The Risser Prize was established in 2005 and is open to print, broadcast and online journalists writing about environmental issues in western regions of Canada, Mexico and the United States. The prize was established in recognition of Risser's outstanding journalism career and his leadership of the John S. Knight Fellowships for Professional Journalists from 1985 until his retirement in 2000. Risser is a former Washington bureau chief of the Des Moines Register, and he wrote frequently and incisively about environmental issues. He has had a particular interest in those issues as they affected the western United States.
In judging the awards, preference is given to stories about environmental issues that are distinctively Western. The judges placed a premium on stories that explained complicated situations, stories that exposed undiscovered or covered-up problems and stories with ramifications beyond the immediate dimensions of the issue being covered.

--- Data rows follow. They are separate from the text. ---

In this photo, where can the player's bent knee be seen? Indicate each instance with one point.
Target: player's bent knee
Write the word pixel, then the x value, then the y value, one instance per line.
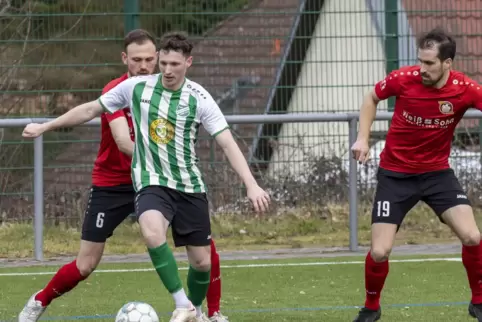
pixel 380 254
pixel 199 258
pixel 153 228
pixel 471 238
pixel 89 257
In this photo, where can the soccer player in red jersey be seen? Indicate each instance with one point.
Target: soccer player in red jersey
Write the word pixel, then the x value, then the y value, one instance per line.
pixel 431 98
pixel 112 194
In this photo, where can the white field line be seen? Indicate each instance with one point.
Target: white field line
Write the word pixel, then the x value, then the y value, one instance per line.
pixel 334 263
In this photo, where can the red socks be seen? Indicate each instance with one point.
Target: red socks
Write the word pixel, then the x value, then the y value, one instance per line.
pixel 375 276
pixel 471 258
pixel 67 277
pixel 213 297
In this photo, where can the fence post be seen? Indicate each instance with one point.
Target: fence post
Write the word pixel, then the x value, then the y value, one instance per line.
pixel 391 41
pixel 352 184
pixel 38 197
pixel 131 18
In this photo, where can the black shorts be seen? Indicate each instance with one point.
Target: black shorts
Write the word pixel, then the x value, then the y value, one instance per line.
pixel 187 213
pixel 397 193
pixel 106 209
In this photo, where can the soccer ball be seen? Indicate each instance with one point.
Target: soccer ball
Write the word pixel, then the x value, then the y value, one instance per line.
pixel 136 312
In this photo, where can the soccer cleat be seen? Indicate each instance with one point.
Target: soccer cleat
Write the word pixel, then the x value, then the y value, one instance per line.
pixel 184 315
pixel 367 315
pixel 32 310
pixel 202 318
pixel 218 317
pixel 475 311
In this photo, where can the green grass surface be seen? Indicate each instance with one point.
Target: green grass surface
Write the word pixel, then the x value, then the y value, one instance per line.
pixel 304 290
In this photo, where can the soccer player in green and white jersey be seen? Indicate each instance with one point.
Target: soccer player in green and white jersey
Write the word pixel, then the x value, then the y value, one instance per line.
pixel 167 110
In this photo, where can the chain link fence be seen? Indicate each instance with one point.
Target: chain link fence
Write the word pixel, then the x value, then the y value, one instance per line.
pixel 254 56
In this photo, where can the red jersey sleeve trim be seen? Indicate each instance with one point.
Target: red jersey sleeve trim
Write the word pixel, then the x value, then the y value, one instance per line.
pixel 110 117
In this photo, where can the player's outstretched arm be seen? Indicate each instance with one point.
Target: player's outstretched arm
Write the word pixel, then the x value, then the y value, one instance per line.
pixel 120 132
pixel 76 116
pixel 256 195
pixel 368 112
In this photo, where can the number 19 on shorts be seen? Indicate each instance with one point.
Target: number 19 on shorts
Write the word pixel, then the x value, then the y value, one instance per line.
pixel 383 208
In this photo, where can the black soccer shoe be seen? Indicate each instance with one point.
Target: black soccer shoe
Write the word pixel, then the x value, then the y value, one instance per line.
pixel 367 315
pixel 475 311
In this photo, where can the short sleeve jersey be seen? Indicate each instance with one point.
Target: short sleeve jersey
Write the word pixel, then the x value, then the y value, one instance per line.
pixel 112 167
pixel 420 135
pixel 166 125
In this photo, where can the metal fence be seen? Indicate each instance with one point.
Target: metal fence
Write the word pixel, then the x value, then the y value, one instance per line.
pixel 254 56
pixel 305 118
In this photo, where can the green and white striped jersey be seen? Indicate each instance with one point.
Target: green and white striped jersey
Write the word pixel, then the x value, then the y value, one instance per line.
pixel 166 126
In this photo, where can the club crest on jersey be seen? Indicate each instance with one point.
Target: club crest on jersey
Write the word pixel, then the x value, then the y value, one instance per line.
pixel 161 131
pixel 182 110
pixel 446 107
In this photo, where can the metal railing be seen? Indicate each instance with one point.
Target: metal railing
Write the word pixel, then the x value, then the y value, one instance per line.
pixel 351 118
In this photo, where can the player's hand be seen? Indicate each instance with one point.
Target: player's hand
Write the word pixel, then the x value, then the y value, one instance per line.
pixel 361 151
pixel 259 198
pixel 33 130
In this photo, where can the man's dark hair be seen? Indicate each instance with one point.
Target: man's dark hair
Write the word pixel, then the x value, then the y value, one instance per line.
pixel 138 36
pixel 176 41
pixel 438 38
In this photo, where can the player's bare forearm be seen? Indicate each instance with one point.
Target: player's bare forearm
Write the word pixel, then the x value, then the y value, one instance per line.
pixel 120 132
pixel 236 158
pixel 368 112
pixel 76 116
pixel 127 147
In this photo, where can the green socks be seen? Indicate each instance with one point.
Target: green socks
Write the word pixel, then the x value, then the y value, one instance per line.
pixel 197 284
pixel 166 267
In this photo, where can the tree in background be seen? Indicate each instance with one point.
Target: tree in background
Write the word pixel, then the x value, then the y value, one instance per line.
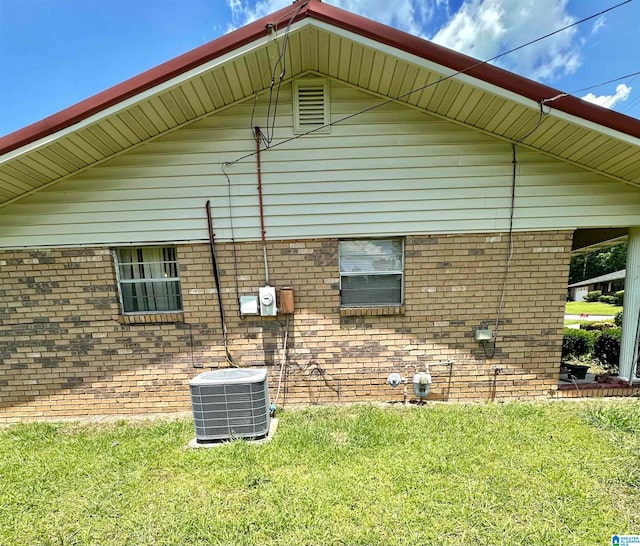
pixel 599 262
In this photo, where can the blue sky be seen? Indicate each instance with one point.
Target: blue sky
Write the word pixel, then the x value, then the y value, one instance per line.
pixel 55 53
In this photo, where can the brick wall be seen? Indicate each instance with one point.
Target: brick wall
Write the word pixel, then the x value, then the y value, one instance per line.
pixel 66 351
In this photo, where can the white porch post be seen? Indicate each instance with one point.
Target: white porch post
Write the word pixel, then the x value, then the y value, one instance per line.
pixel 631 306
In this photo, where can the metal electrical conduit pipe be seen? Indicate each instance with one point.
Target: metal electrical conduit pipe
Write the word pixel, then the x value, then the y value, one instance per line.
pixel 216 276
pixel 263 232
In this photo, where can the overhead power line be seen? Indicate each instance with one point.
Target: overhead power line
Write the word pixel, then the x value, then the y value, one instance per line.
pixel 437 82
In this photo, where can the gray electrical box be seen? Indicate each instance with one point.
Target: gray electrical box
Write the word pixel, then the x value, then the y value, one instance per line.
pixel 268 301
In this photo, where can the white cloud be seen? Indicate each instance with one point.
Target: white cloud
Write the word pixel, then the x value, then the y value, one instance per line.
pixel 480 28
pixel 609 101
pixel 486 28
pixel 412 16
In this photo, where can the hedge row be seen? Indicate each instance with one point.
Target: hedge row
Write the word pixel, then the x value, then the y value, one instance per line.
pixel 604 345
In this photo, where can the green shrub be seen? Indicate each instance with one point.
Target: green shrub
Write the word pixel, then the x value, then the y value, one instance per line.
pixel 593 296
pixel 576 343
pixel 606 348
pixel 618 318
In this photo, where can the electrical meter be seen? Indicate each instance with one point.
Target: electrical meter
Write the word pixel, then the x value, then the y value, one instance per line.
pixel 268 301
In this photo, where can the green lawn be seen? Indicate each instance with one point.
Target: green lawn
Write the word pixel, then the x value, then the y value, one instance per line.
pixel 520 473
pixel 595 308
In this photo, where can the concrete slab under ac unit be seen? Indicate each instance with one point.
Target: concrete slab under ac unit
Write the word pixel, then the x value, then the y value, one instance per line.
pixel 273 426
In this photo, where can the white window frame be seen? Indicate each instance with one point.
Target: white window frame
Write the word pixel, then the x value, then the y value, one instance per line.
pixel 146 280
pixel 372 273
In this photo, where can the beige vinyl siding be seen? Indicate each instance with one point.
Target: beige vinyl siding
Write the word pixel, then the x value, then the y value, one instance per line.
pixel 391 171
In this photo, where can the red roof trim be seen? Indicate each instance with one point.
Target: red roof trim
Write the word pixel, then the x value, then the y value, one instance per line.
pixel 338 18
pixel 146 80
pixel 486 72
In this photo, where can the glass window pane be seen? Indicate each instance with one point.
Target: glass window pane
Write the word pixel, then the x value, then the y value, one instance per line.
pixel 371 290
pixel 370 256
pixel 145 275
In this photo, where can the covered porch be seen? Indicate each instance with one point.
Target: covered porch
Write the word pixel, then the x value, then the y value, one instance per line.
pixel 627 381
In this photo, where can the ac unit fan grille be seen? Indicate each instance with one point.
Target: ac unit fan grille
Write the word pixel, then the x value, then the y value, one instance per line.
pixel 227 411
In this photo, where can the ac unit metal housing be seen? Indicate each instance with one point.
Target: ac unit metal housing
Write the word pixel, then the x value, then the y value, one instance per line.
pixel 230 403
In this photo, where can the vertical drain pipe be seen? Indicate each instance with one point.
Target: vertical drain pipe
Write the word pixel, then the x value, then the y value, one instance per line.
pixel 262 230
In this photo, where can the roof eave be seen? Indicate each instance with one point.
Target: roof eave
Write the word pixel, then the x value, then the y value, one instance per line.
pixel 147 80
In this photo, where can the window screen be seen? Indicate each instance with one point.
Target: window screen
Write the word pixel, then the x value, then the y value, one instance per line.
pixel 371 272
pixel 148 279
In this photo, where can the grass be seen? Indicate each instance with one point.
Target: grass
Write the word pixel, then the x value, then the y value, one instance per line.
pixel 595 308
pixel 520 473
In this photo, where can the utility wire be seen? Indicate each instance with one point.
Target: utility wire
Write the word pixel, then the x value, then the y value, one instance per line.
pixel 280 61
pixel 432 84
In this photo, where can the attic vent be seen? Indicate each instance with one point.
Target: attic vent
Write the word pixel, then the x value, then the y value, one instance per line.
pixel 311 105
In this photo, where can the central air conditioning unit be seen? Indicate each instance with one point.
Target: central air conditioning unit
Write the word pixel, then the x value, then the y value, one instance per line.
pixel 230 403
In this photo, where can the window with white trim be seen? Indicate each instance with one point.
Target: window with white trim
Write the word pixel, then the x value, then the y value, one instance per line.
pixel 148 279
pixel 371 272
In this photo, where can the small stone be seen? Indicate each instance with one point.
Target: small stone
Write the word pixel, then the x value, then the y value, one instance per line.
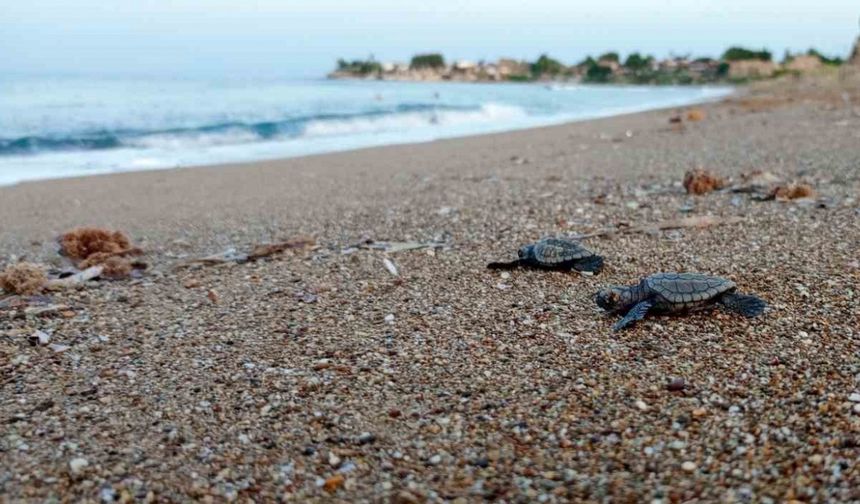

The Knight Fellowships program annually brings 12 outstanding mid-career U.S. journalists and as many as nine from other countries to study at Stanford in a one-year program. More than 700 journalists have studied at Stanford under the program since it began in 1966. James Bettinger is director of the program. Dawn E. Garcia is deputy director.
The Bill Lane Center for the American West was established at Stanford in 2002. In 2005 it was endowed by L. W. "Bill" Lane Jr., '42. The Center is dedicated to advancing scholarly and public understanding of the past, present, and future of western North America. It supports research, teaching, and reporting about western land and life in the United States, Canada, and Mexico.
Anton Caputo won the $3,000 prize for his five-part series, "Climate Change Hits Home," which described how global warming is affecting the Gulf Coast and South Texas.